Second, … I have been dealing with the concept of justice. …Societies will differ from one another … in the range of cases to which they apply [the concept of justice as fairness] and in the emphasis which they give to it as compared with other moral concepts. A firm grasp of the concept of justice itself is necessary if these variations, and the reasons for them, are to be understood.”
 Why is justice considered only in its application to social institutions? Because its application to social institutions is “basic” and may be “easily” applied to other “subjects of justice” such as persons or particular actions once its principles are established.
 The word “practice” is used as a technical term meaning any form of activity specified by a system of rules which defines offices, roles, moves. penalties, defenses, and so on, and which gives the activity its structure
 “The principles of justice … formulat[e] restrictions as to how practices may define positions and offices, and assign thereto powers and liabilities, rights and duties”.
 The term “person” could mean human individuals, nations, provinces, business firms, churches, teams, and so on. In any case, the principles apply to all. The use of the term is self-confessedly ambiguous.
 These inequalities are not the differences in offices and positions and the differences in benefits and burden that ensue from them.
 This modification of the utilitarian principle that everyone must benefit from the inequality disallows utilitarian justifications that appeal to the greater magnitude of the benefits accruing to some compared to the burdens borne by others.
 The last point implies that the rational man in not greatly worried by seeing others in a better position unless that were the result of injustice. The rational man, in a word, is free from envy.
 “A man whose moral judgments always coincided with his interests could be suspected of having no morality at all.”

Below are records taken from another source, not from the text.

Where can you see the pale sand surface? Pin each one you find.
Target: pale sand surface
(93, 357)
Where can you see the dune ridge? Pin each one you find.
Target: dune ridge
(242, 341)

 “They say that to do injustice is naturally good and to suffer injustice bad, but that the badness of suffering it so far exceeds the goodness of doing it that those who have done and suffered injustice and tasted both, but who lack the power to do it and avoid suffering it, decide that it is profitable to come to an agreement with each other neither to do injustice nor to suffer it. As a result, they begin to make laws and covenants, and what the law commands they call lawful and just. This, they say, is the origin and essence of justice. It is intermediate between the best and the worst. The best is to do injustice without paying the penalty; the worst is to suffer it without being able to take revenge. Justice is a mean between these two extremes. People value it not as a good but because they are too weak to do injustice with impunity. Someone who has the power to do this, however, and is a true man wouldn’t make an agreement with anyone not to do injustice in order not to suffer it. For him, that would be madness. This is the nature of justice, according to the argument, Socrates, and these are its natural origins.” John M. Cooper ed., 1997, Plato: Complete Works, Indianapolis: Hackett, 358e–359b. (See this if you don’t know what the numbers mean.)
 “A practice will strike the parties as fair if none feels that, by participating in it, they or any of the others are taken advantage of, or forced to give in to claims which they do not regard as legitimate.
 “…[T]o refer to it in this way is, perhaps, to extend the ordinary notion of fairness. Usually acting unfairly is not so much the breaking of any particular rule … but taking advantage of loop-holes or ambiguities in rules, … and more generally, acting contrary to the intention of a practice.”
 Rawls of course is referring to the objection that the general welfare could be bought at great particular cost. The greatest happiness of the many, to use other words, could come at the expense of the greatest suffering of the few.
 Satisfaction derived from additional units of a good diminishes. The implication is that fantastic differences in levels of satisfaction are unlikely to occur.